On connait. Je m’enfile sur la banquette arrière et le sac tenu fermement à deux mains par crainte de le voir glisser sur la chaussée à chacun des revirements prestes du véhicule, je nous regarde quitter la ville pour rejoindre la nuit. Je refais le calcul maintes fois, j’additionne les temps de trajets et compte anxieusement les kilomètres jusqu’à l’arrivée. Je ne sais plus, n’était-il pas écrit sur le site internet que les portes ferment à partir d’une certaine heure ? Et s’ils ne me laissent pas entrer ? J’angoisse, comme toujours, du pire et de l’hypothétique. La route s’enfile en lacet dans une forêt noire, croise quelques silhouettes sur le bas-côté et, sur fond de moteur vrombissant, j’abuse de la télépathie pour presser mon chauffeur.
Après plus de vingt-quatre heures de voyage, sale et fatiguée d’un trop-plein de bruit et d’agitation, secouée par la foule, je passe les portes de l’ashram.

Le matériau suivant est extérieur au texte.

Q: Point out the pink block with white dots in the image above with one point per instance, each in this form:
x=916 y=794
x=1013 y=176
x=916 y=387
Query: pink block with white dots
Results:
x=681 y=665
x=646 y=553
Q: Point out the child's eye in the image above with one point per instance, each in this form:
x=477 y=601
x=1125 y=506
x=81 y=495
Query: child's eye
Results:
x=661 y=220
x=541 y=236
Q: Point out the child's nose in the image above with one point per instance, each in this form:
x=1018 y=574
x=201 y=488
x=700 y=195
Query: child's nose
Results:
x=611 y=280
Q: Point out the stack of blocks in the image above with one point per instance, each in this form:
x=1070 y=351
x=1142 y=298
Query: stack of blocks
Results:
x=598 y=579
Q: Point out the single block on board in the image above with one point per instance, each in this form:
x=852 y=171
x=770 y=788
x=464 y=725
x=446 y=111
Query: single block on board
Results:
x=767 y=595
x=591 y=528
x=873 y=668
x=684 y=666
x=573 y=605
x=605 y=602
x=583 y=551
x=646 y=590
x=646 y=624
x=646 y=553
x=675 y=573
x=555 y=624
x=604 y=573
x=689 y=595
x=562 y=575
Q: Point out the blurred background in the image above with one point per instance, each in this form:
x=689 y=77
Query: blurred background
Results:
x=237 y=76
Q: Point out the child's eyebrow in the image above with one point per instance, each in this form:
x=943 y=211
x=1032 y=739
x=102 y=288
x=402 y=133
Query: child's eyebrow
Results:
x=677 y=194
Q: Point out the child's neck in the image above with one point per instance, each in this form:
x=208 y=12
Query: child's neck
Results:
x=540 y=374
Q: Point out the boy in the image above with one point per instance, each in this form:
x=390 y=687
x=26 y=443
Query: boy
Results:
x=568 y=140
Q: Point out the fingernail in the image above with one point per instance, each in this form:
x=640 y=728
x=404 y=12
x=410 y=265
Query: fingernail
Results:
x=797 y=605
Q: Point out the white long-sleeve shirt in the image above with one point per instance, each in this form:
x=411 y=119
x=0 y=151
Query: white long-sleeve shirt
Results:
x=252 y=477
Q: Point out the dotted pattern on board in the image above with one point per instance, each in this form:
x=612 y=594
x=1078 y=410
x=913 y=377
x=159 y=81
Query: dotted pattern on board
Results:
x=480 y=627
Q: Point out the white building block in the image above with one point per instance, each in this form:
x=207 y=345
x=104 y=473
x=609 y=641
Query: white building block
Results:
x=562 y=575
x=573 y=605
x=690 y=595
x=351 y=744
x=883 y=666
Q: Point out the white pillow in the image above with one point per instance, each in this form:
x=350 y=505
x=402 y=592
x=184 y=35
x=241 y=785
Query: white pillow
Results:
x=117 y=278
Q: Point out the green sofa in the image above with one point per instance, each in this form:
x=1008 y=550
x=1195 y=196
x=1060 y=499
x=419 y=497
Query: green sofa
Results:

Il me semble avoir bravé une tempête, une attaque de forces hostiles et une course de fond tout à la fois. J’entre dans une bulle, un confinement hors cadre, un cocon de verdure.
-
Vous êtes française ?, me sourit la jeune femme à l’accueil.
Mes oreilles se figent. Soulagement de retrouver une compatriote. Les mots me manquent, je ne sais plus à qui de l’anglais ou du français dois-je me raccrocher.
-
Combien de temps comptez-vous rester ?-
Deux semaines. Enfin, je crois…On me tend des draps, une moustiquaire et un sourire, et je rejoins le dortoir des femmes.